Ob die überhaupt mitziehen würden, ist ebenfalls unklar; zumal Apple ja über die sogenannten Apple TV Channels in der überarbeiteten Apple-TV-Anwendung eine weitere Möglichkeit bietet, Inhalte zu vermarkten. Dort kann man sich dann etwa HBO für 10 US-Dollar im Monat im Abo kaufen. Das kann also nicht auch über Apple TV+ zugänglich sein – oder? Man weiß es nicht, weil Apple – leider typisch – nichts dazu sagt.

Wenn man nun darüber nachdenkt, welche Zielgruppe Apple TV+ haben soll, wird es ebenfalls schwierig. Fans von Jennifer Aniston und Steven Spielberg? Zuseher von Oprah? Fans bestimmter Dokus? Der gesamte Dienst wirkt noch unausgereift, zumindest mit dem am Montag präsentierten Angebot. Würde man für so etwas 10 Euro im Monat blechen?

Oder macht Apple den Dienst doch gratis für Nutzer von Apple-Produkten? Letzteres ist aktuell eher unwahrscheinlich, da der Konzern einen anderen "+"-Dienst wie Apple News+ – warum gibt's den übrigens nur in den USA und Kanada? – kostenpflichtig offeriert.

Positiv ist immerhin, dass Apple sich anderen Plattformen gegenüber öffnet, ein Schritt, der für den Konzern geradezu als revolutionär erscheint. So wird es die Apple-TV-App auch auf Roku-Boxen und dem Amazon FireTV geben.

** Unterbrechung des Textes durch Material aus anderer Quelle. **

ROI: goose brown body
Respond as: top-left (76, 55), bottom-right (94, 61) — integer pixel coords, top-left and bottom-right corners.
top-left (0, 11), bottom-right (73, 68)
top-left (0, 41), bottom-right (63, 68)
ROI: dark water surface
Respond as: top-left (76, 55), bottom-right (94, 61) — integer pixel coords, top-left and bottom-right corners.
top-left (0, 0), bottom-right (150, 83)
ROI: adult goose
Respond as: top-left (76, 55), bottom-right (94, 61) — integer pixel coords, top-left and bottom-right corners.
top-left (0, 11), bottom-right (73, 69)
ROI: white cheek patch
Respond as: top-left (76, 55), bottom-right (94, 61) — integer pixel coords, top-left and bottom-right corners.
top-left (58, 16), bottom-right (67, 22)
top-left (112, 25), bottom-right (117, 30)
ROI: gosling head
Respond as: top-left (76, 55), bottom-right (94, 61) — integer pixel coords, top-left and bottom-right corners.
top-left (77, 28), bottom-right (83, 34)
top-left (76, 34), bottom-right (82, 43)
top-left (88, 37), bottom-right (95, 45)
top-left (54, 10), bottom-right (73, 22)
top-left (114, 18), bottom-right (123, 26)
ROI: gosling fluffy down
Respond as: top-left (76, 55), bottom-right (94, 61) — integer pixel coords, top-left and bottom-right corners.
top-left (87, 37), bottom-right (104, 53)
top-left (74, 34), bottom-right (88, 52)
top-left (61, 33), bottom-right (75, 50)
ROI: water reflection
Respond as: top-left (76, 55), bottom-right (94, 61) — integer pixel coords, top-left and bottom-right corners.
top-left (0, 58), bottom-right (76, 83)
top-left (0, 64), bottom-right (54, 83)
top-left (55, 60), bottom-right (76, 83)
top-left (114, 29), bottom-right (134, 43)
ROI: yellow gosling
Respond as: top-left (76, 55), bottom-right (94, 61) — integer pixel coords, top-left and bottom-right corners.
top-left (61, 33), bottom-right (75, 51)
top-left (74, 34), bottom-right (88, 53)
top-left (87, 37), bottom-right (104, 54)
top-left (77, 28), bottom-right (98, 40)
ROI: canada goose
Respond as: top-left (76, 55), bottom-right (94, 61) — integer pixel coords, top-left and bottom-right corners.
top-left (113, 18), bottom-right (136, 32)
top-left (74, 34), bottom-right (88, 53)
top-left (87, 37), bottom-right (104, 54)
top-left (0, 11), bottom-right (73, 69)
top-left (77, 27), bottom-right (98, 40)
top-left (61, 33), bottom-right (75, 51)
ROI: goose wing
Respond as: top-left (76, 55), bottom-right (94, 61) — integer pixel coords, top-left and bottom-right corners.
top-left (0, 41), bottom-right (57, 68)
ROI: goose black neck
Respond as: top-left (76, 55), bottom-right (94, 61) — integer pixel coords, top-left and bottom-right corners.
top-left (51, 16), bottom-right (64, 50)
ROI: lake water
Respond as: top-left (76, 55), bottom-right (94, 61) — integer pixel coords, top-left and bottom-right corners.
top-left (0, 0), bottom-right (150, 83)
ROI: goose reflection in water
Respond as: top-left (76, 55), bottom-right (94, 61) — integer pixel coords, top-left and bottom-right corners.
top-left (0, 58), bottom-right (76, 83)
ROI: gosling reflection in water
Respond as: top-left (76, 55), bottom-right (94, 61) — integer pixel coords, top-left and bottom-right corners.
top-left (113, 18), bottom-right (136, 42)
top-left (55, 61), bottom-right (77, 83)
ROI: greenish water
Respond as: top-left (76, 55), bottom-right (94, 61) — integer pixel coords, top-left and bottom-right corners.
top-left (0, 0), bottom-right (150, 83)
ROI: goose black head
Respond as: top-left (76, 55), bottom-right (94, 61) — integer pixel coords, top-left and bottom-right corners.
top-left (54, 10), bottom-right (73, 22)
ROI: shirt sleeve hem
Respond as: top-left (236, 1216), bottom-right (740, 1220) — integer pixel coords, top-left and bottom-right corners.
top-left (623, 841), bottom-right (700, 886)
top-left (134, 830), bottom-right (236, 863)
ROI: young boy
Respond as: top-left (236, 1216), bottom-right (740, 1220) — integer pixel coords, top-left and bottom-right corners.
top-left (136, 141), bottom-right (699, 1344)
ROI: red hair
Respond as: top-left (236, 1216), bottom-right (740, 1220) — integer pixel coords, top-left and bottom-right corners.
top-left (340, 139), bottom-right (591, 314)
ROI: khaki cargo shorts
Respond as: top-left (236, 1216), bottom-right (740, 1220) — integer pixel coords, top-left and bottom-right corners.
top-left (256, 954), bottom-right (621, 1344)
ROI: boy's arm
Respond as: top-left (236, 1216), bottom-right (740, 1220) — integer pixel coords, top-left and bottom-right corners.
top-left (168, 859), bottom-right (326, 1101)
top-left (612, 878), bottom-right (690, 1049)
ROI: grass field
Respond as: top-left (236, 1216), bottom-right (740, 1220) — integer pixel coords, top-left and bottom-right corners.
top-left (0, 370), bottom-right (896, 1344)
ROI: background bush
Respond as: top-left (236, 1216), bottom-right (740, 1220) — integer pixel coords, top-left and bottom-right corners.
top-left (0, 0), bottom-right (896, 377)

Bereits angekündigt war die Unterstützung für TV-Geräte von Samsung, Sony, LG und Vizio. Damit folgt Apple im TV-Segment seinem Musikdienst Apple Music, der lange schon auf Android-Hardware nutzbar ist und kürzlich auf dem Amazon Echo landete. Auch gut: Apple verspricht, die Privatsphäre der Nutzer zu respektieren, obwohl Streamingdienste üblicherweise jede Menge Trackingpotenzial haben. Dass Apple TV+ werbefrei sein wird, kann man hingegen als Standarderfüllung betrachten – hoffentlich gilt das auch für Hinweise auf eigene Inhalte.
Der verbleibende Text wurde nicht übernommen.